KUALA LUMPUR: Sime Darby Berhad’s intended listing of its plantation and property units as standalone entities will leave the company’s rating uncertain, said Fitch Ratings.

The ratings agency said it would reassess the company’s credit profile once further details about its post-listing shareholding and debt structure became available.

“The listed entities will bear the Sime Darby brand name and focus on their respective core activities.

“The company intends to keep its key heavy equipment (industrial) and automotive (motor) dealership businesses and to retain its listed status. However, details regarding proposed shareholdings and debt structures for the various entities are currently unavailable,” said Fitch in statement yesterday.

Sime Darby is said to be considering its options, implementation measures and timelines, and is likely to provide more information after its board’s review of its half-year results this month.

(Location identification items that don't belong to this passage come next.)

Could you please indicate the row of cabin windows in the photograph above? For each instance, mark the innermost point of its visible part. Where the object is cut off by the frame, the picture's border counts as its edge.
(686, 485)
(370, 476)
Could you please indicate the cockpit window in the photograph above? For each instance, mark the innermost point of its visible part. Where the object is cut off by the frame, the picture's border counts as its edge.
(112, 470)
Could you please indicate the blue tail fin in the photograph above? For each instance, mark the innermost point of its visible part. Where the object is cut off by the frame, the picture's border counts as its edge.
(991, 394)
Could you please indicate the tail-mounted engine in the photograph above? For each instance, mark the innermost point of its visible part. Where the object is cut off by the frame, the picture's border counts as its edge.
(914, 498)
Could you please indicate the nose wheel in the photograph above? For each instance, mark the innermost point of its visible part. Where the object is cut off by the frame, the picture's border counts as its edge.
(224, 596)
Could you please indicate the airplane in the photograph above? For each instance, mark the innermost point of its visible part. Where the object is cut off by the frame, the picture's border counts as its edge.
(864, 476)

On January 26, Sime Darby announced plans to create plantation and property pure plays to be listed on Bursa Malaysia.

Fitch rates Sime Darby based on its consolidated profile with a key rating driver, including the company’s diversification and scale from operating across several business lines and geographies.

The rating also factors in the company’s strong operational and strategic linkages with its key subsidiaries, including the plantation and property divisions, in addition to its 100 per cent ownership in the subsidiaries.

“Fitch does not expect Sime Darby’s consolidated credit profile to be affected if it retains a majority stake in the plantation and property units upon listing, as this would imply that linkages remain intact.

“However, should Sime Darby lose its controlling stakes in the units, with the intention of creating independent plantation and property-focused entities with minimal operational or strategic overlap with the remaining business, Sime Darby’s cash flows would be significantly reduced and it would likely see higher earnings volatility, leading to a weaker business profile. Fitch sees a risk to the company’s ratings in such a scenario,” it added.

The plantation and property divisions contributed around 70 per cent of Sime Darby’s consolidated earnings before interest, tax, depreciation and amortisation (Ebitda) in the financial year ended June 2016.

Its Ebitda declined by around 20 per cent over the three-year period to the 2016 financial year. However, the drop was higher at 45 per cent when excluding the plantation and property units.